Background: The vaccinia-related kinase 1 (VRK1) protein, an activator of p53, can be proteolytically downregulated by an indirect mechanism, which requires p53-dependent transcription.
Principal findings: In this work we have biochemically characterized the contribution of several p53 transcriptional cofactors with acetyl transferase activity to the induction of VRK1 downregulation that was used as a functional assay. Downregulation of VRK1 induced by p53 is prevented in a dose dependent manner by either p300 or CBP, but not by PCAF, used as transcriptional co-activators, suggesting that p53 has a different specificity depending on the relative level of these transcriptional cofactors. This inhibition does not require p53 acetylation, since a p53 acetylation mutant also induces VRK1 downregulation. PCAF can not revert the VRK1 protection effect of p300, indicating that these two proteins do not compete for a common factor needed to induce VRK1 downregulation. The protective effect is also induced by the C/H3 domain of p300, a region implicated in binding to several transcription factors and SV40 large T antigen; but the protective effect is lost when a mutant C/H3Del33 is used. The protective effect is a consequence of direct binding of the C/H3 domain to the transactivation domain of p53. A similar downregulatory effect can also be detected with VRK2 protein.

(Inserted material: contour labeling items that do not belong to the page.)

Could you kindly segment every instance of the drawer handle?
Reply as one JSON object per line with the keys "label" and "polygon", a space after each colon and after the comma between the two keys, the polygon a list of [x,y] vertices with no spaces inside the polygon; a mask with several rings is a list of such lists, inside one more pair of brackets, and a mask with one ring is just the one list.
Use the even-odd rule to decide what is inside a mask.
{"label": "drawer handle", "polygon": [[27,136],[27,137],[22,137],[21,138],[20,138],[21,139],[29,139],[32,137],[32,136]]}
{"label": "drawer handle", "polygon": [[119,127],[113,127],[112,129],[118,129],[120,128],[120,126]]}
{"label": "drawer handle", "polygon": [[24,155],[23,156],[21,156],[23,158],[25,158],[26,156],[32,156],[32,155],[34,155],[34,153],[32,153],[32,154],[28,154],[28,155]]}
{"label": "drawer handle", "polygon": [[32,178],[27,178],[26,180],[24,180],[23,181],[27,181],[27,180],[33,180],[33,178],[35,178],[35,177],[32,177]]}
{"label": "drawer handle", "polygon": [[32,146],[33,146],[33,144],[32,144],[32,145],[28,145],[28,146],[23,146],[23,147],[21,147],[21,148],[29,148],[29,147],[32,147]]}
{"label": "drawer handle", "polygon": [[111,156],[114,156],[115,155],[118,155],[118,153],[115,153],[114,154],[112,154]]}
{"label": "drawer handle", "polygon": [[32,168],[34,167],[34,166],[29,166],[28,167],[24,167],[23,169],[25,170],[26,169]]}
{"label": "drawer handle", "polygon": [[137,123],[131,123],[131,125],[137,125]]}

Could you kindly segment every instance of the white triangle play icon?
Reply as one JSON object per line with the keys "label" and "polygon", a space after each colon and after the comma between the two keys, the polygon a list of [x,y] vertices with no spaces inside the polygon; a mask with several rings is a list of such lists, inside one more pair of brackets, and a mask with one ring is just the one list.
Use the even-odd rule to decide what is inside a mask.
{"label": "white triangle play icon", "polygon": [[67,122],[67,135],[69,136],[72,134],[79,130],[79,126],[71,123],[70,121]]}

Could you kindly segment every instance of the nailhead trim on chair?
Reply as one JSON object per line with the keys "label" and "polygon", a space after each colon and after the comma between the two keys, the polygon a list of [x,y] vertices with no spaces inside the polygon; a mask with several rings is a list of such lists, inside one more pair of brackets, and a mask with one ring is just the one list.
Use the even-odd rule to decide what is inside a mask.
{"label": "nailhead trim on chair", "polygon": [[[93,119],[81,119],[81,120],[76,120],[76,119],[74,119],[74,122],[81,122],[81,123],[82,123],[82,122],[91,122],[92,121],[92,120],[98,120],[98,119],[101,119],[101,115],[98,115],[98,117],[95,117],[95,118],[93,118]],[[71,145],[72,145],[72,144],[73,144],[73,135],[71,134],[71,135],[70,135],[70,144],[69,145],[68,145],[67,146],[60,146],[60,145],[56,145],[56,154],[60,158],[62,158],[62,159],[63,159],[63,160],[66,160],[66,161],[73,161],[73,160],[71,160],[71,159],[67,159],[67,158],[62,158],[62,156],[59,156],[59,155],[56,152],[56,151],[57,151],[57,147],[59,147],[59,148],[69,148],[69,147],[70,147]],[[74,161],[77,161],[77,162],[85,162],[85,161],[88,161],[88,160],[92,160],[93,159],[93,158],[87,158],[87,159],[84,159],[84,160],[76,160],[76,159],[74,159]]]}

Conclusions/significance: Specific p53-dependent effects are determined by the availability and ratios of its transcriptional cofactors. Specifically, the downregulation of VRK1/VRK2 protein levels, as a consequence of p53 accumulation, is thus dependent on the levels of the p300/CBP protein available for transcriptional complexes, since in this context this cofactor functions as a repressor of the effect. These observations point to the relevance of knowing the cofactor levels in order to determine one effect or another.